Начканц вскочил и несколько секунд стоял молча, ловя раскрытым ртом воздух, как выброшенная на берег рыба.

– Вы... завели... кошку? – с отчаяньем простонал он.

– Ну, да... Ведь вы сами говорили, что крысы эти самые одолевают. Ничего положить невозможно. Даже бумаги жрут. А против крысов только кошка и соответствует.

– Но кто же вам позволил? – неестественно тонким голосом взвизгнул начканц. – Как вы осмелились? Да знаете ли вы, что мы вчера с восьми часов вечера до четырех утра заседали по вопросу о борьбе с крысами?

Он помолчал и, наклонившись к курьерше, свистящим шепотом продолжал:

– Известно ли вам, несчастная, что сам товарищ заведующий делал доклад о крысах и к этому докладу готовился две недели? Брема изучил и поэта товарища Жуковского, и о съеденном крысами бывшем епископе Гаттоне* наизусть выучил? Известно ли вам, что постановлено единогласно командировать в срочном порядке товарища замзава за границу для изучения методов борьбы с крысами, а на месте образовать постоянную комиссию с соответствующей нагрузкой? А она – кошку! Это – сознательный срыв налаженной работы! Это... это – черт знает, что такое!

Курьерша с ужасом отшатнулась от него и растерянно забормотала:

– Да вы сами говорили – житья от них нет. Ну, я и думала...

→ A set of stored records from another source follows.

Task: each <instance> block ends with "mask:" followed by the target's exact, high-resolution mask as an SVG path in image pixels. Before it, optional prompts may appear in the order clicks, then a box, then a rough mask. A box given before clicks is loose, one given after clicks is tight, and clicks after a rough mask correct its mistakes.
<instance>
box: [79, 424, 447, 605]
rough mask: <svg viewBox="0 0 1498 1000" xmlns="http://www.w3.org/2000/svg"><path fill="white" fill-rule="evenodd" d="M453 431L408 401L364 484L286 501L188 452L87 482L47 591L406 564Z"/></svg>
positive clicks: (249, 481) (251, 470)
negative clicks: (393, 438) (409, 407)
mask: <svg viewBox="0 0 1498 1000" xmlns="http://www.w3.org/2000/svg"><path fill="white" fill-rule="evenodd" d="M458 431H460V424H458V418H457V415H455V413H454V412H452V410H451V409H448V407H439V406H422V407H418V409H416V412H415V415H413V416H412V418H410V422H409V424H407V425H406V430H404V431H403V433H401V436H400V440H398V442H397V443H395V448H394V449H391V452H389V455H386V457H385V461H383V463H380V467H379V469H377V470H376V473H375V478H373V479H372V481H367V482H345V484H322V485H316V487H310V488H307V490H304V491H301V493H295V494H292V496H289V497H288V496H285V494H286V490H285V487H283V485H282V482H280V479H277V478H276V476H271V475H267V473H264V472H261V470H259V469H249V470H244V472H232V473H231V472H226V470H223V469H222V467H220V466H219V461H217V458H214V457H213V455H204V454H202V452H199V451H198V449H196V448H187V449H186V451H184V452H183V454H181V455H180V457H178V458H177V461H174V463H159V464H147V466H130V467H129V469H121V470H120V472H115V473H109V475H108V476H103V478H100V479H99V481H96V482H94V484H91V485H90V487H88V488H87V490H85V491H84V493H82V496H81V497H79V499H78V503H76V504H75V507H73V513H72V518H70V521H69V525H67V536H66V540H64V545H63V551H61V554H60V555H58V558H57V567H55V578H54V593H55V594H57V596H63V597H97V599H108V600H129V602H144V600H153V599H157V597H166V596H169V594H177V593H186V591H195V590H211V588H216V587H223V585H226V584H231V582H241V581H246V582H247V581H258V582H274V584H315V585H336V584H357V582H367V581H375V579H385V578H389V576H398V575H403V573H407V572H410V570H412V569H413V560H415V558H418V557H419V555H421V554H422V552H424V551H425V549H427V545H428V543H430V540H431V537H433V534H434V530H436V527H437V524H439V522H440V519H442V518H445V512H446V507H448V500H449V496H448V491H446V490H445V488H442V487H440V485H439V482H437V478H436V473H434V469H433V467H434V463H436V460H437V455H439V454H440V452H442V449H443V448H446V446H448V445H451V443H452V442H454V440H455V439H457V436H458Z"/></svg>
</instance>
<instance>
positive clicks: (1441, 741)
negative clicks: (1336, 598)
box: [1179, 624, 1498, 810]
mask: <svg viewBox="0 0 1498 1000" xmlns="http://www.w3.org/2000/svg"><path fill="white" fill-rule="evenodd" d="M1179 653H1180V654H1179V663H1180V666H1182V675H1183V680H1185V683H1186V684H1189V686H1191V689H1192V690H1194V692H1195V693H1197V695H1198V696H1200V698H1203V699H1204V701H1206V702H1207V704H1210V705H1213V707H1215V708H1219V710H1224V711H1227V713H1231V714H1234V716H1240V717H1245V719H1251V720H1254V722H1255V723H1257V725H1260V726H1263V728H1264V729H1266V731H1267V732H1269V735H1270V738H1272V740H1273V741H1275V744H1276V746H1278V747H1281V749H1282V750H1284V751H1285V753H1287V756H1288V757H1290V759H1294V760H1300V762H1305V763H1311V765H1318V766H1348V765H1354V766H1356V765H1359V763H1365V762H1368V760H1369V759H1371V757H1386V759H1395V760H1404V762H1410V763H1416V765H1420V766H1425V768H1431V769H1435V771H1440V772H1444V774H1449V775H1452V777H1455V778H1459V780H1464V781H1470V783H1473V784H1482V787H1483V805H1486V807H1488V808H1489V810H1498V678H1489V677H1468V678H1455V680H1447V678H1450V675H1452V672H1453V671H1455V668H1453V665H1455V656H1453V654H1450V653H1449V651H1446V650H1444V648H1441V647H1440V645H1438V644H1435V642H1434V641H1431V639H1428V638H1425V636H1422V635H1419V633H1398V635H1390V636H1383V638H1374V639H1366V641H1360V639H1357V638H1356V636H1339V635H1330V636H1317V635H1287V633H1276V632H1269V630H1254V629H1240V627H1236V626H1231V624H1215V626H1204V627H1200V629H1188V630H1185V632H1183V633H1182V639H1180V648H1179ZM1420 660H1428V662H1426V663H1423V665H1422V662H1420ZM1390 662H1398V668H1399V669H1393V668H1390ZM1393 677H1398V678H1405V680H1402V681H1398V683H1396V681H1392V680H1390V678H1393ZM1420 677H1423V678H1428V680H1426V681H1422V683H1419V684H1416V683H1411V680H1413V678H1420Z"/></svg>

Начканц схватился за голову и простонал:

– Думала! Она – думала! Да имели ли вы право так думать? Работа налаживалась, заседали, выбрали комиссию, постановили командировать, а она – кошку! Сметой кошка предусмотрена? В штате она значится? Прежде всего, если бы вы пожелали в этом вопросе помочь учреждению и внести конкретное предложение, вы были бы обязаны сначала увязать и согласовать с соответствующим начальством. А вы – трах, и готово! Тут вырабатываются серьезные мероприятия, она – изволите ли видеть – кошку! Вы бы еще льва Атласских гор завели или какого-нибудь бенгальского тигра! У нас, товарищ дорогой, учреждение, а не зоосад! Хороши мы были бы, если бы вдруг к нам явился представитель РКИ* и увидел бы эту кошку! В учреждении – и вдруг кошка! Лопнуть можно от смеха!

– Да ведь кошку-то, ежели так, можно увольнить... – робко пробормотала курьерша.

Начканц с выражением крайнего отчаянья упал на стул и со вздохом вскричал:

– Не понимает! Ни черта не понимает! Хоть кол ей на голове теши! Ну, ладно, эту злосчастную кошку, как вы выражаетесь, вы увольните. Допустим. Ну, а крысы-то где? Где крысы, я вас спрашиваю?

Курьерша молчала и растерянно теребила кончик передника.